Monday, June 17, 2024

Clouds

It's June, Direct Watercolor month. I'm feeling very rusty, so I'm easing myself in very gently. 




Sunday, June 16, 2024

Experimenting - need to push more?

I am continuing my exploration of the Beara landscape through accordion sketchbooks in watercolour, colour pencil and Neocolors. Working from photos I took the last time I was on the peninsula. I'm thinking I need to push the mixed media element more. But at the same time, these make me happy. Maybe I don't need to add layers and layers of ink and gouache?




Here are some more of the colour swatches I did before painting. (See earlier post for more)

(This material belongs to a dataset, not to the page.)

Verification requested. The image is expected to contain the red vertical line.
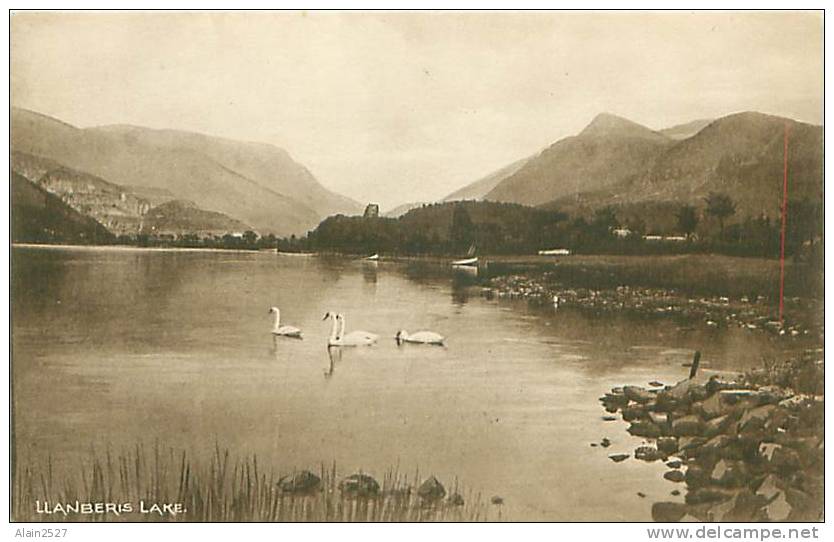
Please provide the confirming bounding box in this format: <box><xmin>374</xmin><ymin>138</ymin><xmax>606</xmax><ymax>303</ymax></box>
<box><xmin>779</xmin><ymin>123</ymin><xmax>788</xmax><ymax>323</ymax></box>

And a few shots of how they look as an accordion sketchbook. (I can never take a good photo or video of these, as skill I need to work on!)





Saturday, June 15, 2024

Dorset Street

More sketching. Just my favourite Sailor Fude pen and Platinum Carbon ink in a Stillman&Birn sketchbook. The theme for this location was the bridal shop across the way. It seems I was more interested in sketching the sketchers, and the window, and the tree and the traffic lights. Yes, I did sketch the shop too. In my own way. Bit by bit, I am accepting my way of sketching, my way of seeing the world, my way of being. I really want to go back to that Insomnia café on the corner of Dorset Street. Great big windows with multiple views, nice service too.


Friday, June 14, 2024

Beara from photos

Using the colours from my swatches to sketch the view of the bay as you come towards Allihies. First pass, using watercolour.


Thursday, June 13, 2024

Nuanciers du jour

Figuring out my colour mixes for some sketching from photos I took in Beara.  Inspired by Marion Rivolier's habit of colour swatching while looking out the window.



Wednesday, June 12, 2024

Sketching in the Olivier Cornet Gallery

Back in Dublin on the Friday evening. Back sketching with the tribe on the Sunday. I seem to be able to settle quicker than I used to after travel. Or maybe I'm less demanding of myself! Or I'm travelling so much that I keep my basic travel supplies always at the ready?

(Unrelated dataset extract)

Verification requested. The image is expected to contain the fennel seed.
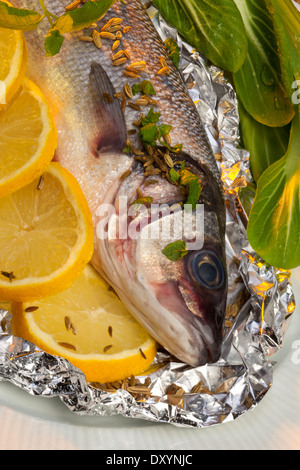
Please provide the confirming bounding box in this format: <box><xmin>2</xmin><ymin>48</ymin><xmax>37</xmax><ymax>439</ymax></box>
<box><xmin>57</xmin><ymin>341</ymin><xmax>76</xmax><ymax>351</ymax></box>
<box><xmin>25</xmin><ymin>306</ymin><xmax>39</xmax><ymax>313</ymax></box>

Olivier from the Olivier Cornet Gallery kindly invited us to sketch at the gallery. It was very interesting to look at the pieces on display at the current exhibition, but also in other parts of the building. I sketched in the entrance hall, with its intriguing straw hat on a cement mold! And then I went to the kitchen, where it looks like every tennant has their own washing-up liquid! And yes, I forgot to draw the sink. Well, actually, I didn't notice the sink at all. I was just interested in the juxtaposition of elements inside and outside the window.




Tuesday, June 11, 2024

Sketching in Brussels

I was in Brussels for two nights after my trip to Nanges, visiting my Mum who was in hospital after one of many falls. She's back in the nursing home now, but it's a slow painful decline. Alzheimer's is no joke. She was in good form when I spent time with her though, which was lovely. But I had no energy for anything else. No wonder I can't tackle "proper" painting at the moment. So, I just have to manage my own energy and keep connected to my art in any way I can find, without putting pressure on myself. In order to do that, I didn't meet with family and friends on this trip. I just stayed in my hotel room, ate healthy foods from nearby shops, drank a vitamin drink and painted the view from my window. All direct watercolour. No pencil drawing. And the only brush I had with me was a little square brush I got in Pigment Tokyo. So, not ideal for painting detail, but I had fun with it. And on the last morning before going to the airport, I just had time for a colour study (nuancier du jour, in Marion Rivolier terminology).